The majority of UK-based grant winners have decided to stay put, give up their ERC grant, and rely on the UK’s alternative.
But this doesn’t mean they can relax just yet. Several are still uncertain about the UK’s backup offer. Most who spoke to Science|Business said their replacement grants had not yet been confirmed.
“It's certainly better than not having any guarantee, but I would not say I am reassured,” said starting grant winner Carlo Bruno, a nuclear physicist at Edinburgh University. “I think the funds will arrive, probably, at some point in the not too distant future - but that is about all I know.”
Several are also worried that the UK’s grant will come with more red tape than the ERC. “I want to do the work, not have this type of crap,” said Cohn. “So I’m a little worried about this.”
A spokesman for UK Research and Innovation, the funding body organising the backup grants, said, “All those who apply for Horizon Europe guarantee funding and are eligible will receive the full value they are entitled to.” Applications are currently open.
Several researchers who have – or considered – leaving the UK also worry that the country’s funding environment is now too utilitarian, failing to fund risky fundamental research with no immediate economic payoff.
“Humanities funding in the UK has been reduced over recent years by the government, to an extent that it is almost now impossible to get to get funding grants which don't have a strong component of …immediate relevance economically for the country or solve some social problem,” said Borg.
When UK researchers could apply for ERC grants, it gave them an outlet for funding to back high risk, high reward projects Travaglino said. Now that’s gone. “It’s a disaster for the future,” he said.
It now looks increasingly likely that the UK will abandon plans to join Horizon Europe and go its own way with a “Plan B” alternative to the framework programme. There is no sign of the Commission changing its position: it is refusing to sign off on association until tensions defuse with London over the Northern Ireland Protocol.
Switzerland is in a similar position, with the Commission refusing to move ahead on Horizon negotiations until wider political relations improve. However, on July 1, Switzerland agreed to pay €1.3 billion in cohesion payments to Brussels, one of the stumbling blocks to association.
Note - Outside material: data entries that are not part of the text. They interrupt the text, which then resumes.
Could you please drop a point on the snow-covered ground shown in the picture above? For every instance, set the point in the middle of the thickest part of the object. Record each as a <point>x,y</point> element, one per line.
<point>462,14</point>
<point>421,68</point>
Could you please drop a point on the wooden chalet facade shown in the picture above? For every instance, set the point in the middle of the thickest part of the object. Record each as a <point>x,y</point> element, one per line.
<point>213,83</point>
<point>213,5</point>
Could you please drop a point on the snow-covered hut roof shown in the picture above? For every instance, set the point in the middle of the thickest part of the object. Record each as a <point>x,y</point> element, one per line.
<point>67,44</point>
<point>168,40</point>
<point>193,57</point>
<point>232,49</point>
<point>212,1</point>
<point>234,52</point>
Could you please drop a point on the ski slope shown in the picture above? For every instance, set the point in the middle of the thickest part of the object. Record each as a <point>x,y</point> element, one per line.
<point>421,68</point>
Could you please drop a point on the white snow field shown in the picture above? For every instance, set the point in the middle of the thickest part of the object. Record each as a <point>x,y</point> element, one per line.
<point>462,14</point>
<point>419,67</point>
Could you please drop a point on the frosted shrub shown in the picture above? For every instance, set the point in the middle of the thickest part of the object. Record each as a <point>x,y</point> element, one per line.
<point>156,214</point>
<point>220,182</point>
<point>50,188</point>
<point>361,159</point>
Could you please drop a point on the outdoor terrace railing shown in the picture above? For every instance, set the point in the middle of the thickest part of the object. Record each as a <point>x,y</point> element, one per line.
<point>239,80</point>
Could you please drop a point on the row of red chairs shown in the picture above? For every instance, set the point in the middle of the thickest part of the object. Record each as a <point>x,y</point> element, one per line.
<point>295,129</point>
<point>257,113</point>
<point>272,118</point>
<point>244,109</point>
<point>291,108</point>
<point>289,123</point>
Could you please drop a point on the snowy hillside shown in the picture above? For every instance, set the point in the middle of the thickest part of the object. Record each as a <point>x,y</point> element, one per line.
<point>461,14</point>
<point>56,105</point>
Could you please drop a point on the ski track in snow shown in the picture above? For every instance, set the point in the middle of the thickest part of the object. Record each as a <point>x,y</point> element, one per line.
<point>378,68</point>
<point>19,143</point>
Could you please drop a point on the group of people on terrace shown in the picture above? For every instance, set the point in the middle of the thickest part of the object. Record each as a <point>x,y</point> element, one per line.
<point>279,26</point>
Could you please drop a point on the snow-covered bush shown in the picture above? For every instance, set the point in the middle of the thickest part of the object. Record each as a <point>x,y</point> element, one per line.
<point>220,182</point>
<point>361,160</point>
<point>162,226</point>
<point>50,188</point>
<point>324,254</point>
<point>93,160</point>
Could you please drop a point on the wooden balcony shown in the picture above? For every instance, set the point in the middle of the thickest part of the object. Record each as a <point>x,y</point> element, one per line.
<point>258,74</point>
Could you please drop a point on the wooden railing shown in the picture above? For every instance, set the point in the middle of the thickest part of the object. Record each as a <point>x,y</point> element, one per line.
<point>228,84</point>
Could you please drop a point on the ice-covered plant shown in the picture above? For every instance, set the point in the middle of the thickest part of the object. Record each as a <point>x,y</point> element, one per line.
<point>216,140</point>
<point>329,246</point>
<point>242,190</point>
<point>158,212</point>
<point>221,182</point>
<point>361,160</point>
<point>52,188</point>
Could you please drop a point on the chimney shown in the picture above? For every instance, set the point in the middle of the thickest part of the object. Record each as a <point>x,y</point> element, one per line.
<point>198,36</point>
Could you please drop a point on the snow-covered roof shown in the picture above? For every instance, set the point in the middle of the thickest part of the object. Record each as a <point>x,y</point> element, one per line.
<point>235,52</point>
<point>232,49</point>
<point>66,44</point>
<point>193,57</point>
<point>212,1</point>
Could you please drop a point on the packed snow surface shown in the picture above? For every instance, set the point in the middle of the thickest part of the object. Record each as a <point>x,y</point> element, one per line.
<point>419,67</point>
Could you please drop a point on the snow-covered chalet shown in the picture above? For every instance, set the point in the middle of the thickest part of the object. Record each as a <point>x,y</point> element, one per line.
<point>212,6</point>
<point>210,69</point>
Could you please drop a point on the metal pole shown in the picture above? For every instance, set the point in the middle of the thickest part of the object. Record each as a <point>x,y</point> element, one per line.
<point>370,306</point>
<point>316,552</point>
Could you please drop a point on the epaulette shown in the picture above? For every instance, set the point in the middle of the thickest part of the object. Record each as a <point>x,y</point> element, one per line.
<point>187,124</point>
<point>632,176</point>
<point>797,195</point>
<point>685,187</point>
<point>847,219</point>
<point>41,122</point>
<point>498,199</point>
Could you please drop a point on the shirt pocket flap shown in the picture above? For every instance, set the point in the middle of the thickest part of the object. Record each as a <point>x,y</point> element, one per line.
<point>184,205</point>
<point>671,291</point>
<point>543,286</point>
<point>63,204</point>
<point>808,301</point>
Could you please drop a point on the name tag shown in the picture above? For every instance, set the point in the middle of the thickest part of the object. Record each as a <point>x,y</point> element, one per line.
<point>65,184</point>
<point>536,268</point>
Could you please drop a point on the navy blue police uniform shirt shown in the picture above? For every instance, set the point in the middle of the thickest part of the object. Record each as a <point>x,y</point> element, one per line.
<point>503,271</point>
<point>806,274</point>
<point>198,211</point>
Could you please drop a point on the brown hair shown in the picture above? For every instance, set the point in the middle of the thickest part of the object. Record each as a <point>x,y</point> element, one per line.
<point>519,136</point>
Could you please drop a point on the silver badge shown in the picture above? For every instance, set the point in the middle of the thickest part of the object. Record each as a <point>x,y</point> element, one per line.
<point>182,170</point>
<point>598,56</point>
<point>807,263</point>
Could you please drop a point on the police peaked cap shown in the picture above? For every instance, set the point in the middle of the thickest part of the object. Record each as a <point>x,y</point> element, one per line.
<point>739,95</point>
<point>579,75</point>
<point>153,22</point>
If and when the UK does abandon Horizon, there will likely be an acrimonious blame game over who is responsible for such a lose-lose outcome.
On the whole ERC grantees blame the UK for poisoning the relationship with Brussels by threatening to renege on the Northern Ireland protocol.
“I blame Boris Johnson and the Tories,” said Cohn. “I mean, it's this is absurd. They’re breaking an international treaty. We’re caught in the middle.”